Brief History of Knights of Columbus

On October 2, 1881, Father Michael J. McGivney, 29-year-old assistant pastor at St. Mary's Church in New Haven, Connecticut, brought together a group of laymen with whom he discussed his dream for a Catholic fraternal benefit society. It not only would assist widows and orphans of deceased members through its life insurance program, but also would boost members' sense of pride in their Catholic religion, then frequently challenged in the anti-Catholic climate of 19th-century America. Father McGivney and his associates met several more times over the next several months to continue planning, and the new organization -- the Knights of Columbus -- was formally launched in early February, 1882.

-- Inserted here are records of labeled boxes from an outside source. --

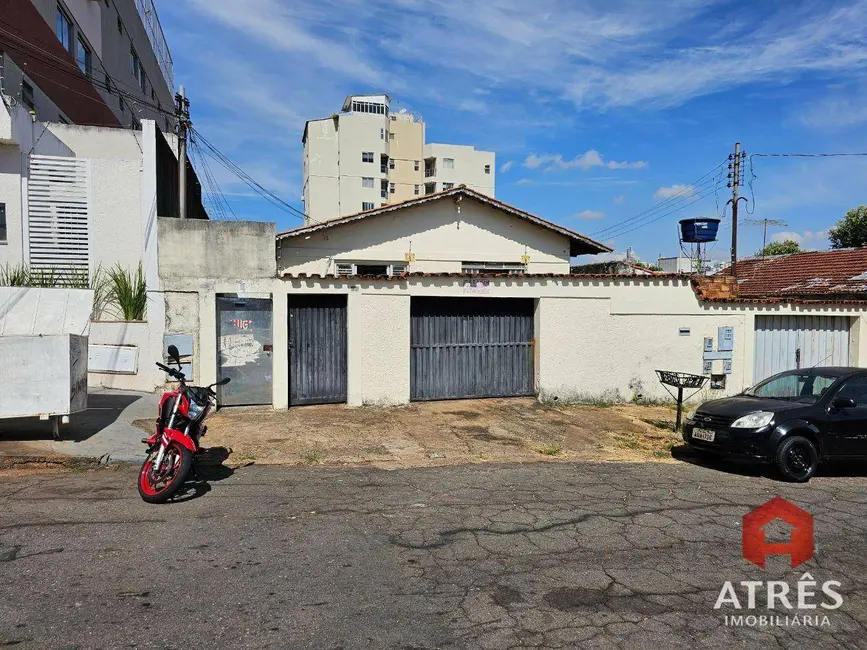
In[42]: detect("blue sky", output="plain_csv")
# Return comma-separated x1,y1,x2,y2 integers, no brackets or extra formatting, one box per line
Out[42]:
158,0,867,260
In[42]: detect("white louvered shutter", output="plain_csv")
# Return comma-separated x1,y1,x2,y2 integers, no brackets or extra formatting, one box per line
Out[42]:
27,156,90,271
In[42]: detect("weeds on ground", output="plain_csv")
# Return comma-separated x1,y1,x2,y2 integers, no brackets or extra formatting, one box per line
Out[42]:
301,449,324,465
536,442,563,456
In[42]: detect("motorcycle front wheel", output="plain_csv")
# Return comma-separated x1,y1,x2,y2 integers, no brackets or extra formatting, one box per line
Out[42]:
138,441,193,503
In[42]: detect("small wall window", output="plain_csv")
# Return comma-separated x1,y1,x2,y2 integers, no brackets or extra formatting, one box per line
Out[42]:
57,6,72,54
461,262,527,275
334,262,407,278
75,36,91,77
21,81,36,111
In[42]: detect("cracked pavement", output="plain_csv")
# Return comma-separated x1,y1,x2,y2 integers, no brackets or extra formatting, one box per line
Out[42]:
0,463,867,650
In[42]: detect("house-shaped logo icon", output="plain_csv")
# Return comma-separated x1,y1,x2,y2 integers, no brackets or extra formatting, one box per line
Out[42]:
743,497,813,568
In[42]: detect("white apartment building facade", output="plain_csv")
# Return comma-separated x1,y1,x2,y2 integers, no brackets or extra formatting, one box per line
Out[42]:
301,94,495,223
0,0,175,133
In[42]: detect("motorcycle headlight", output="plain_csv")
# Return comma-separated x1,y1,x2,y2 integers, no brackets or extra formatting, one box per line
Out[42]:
731,411,774,429
189,399,205,420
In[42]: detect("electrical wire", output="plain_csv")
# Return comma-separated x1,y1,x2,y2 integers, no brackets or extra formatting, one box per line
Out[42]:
592,161,727,237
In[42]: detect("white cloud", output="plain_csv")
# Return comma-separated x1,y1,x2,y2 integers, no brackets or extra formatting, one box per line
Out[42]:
771,230,828,248
653,185,694,201
524,149,647,171
574,210,605,219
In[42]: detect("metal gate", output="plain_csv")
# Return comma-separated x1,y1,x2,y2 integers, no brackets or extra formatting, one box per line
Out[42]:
289,295,346,406
755,316,850,383
217,297,273,406
410,298,533,400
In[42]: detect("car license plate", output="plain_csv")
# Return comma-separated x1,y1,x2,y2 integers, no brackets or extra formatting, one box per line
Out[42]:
692,429,716,442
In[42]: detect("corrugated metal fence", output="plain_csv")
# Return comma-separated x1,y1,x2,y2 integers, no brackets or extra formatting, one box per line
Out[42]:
755,316,850,382
410,297,533,400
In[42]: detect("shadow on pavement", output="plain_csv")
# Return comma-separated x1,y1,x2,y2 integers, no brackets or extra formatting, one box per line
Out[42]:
0,393,142,442
671,445,867,481
170,447,235,503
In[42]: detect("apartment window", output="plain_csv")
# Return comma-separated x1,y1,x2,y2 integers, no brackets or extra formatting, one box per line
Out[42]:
334,262,406,278
461,262,527,275
21,81,36,111
75,36,91,77
57,5,72,53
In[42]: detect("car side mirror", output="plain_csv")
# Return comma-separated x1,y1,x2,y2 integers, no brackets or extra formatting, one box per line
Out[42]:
831,397,856,411
169,345,181,365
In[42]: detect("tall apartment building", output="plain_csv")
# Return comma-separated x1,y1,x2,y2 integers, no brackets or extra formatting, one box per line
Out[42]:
0,0,175,132
301,94,495,222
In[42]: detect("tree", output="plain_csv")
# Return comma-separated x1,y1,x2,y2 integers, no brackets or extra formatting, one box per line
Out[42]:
828,205,867,248
756,239,801,257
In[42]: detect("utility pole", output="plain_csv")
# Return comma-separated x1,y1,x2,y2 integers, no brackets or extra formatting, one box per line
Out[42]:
728,142,746,278
175,86,190,219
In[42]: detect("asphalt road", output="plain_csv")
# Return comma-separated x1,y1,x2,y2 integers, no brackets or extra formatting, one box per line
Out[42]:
0,463,867,650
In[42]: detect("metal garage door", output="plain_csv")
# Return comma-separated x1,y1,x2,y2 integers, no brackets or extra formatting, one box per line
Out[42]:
289,295,346,406
217,296,273,406
755,316,849,382
410,298,533,400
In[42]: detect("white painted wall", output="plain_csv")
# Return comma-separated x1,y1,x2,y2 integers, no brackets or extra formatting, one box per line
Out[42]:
424,143,497,196
277,197,569,274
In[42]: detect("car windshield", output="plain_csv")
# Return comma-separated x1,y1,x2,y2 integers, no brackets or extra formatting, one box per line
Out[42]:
744,372,838,403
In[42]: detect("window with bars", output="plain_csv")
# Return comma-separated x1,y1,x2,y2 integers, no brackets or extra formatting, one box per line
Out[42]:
334,261,407,278
461,262,527,275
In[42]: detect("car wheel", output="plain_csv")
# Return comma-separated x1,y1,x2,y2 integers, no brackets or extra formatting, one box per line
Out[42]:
776,436,819,483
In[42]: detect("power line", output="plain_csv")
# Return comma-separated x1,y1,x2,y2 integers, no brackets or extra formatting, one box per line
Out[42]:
592,162,726,237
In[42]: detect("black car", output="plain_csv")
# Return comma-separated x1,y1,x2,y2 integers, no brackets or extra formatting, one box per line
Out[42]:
683,368,867,482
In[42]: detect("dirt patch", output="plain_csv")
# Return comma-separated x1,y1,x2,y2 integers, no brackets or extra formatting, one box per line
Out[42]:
202,399,679,468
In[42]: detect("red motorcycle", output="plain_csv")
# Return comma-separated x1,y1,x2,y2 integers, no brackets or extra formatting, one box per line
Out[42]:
138,345,229,503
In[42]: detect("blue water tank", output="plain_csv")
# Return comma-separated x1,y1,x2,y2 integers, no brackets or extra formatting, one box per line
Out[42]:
680,218,719,244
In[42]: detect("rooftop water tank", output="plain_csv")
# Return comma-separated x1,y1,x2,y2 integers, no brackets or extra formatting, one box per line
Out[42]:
680,218,720,244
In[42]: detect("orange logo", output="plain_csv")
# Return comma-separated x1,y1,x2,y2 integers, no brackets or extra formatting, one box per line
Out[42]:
743,497,813,569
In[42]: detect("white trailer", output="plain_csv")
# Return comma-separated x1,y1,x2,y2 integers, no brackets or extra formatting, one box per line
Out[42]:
0,287,93,439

The officers of the new Catholic organization chose the name Knights of Columbus to honor Christopher Columbus, the Catholic discoverer of America. The word knights is also significant. We are ever mindful of the knightly qualities of spirituality and service to church that is embodied in the Knights of Columbus. The Order has evolved into a service organization with a strong family orientation. By the end of 1897 the Order was thoroughly rooted in New England, along the upper Atlantic seaboard and into Canada. Within the next eight years it branched out from Quebec to California, and from Florida to Washington. The Knights of Columbus remains headquartered in New Haven, but is now present with nearly 12000 Councils in the United States, Canada, the Philippines, Mexico, and several other countries. One of the primary missions of the Knights of Columbus is to support local charities. We also support other fund raising drives to aid local parishes and charities. The Knights of Columbus promotes family values by providing numerous activities throughout the year that the entire family can participate. Additionally, the organization provides an opportunity to ensure that a knight's family is provided for in the event of his death.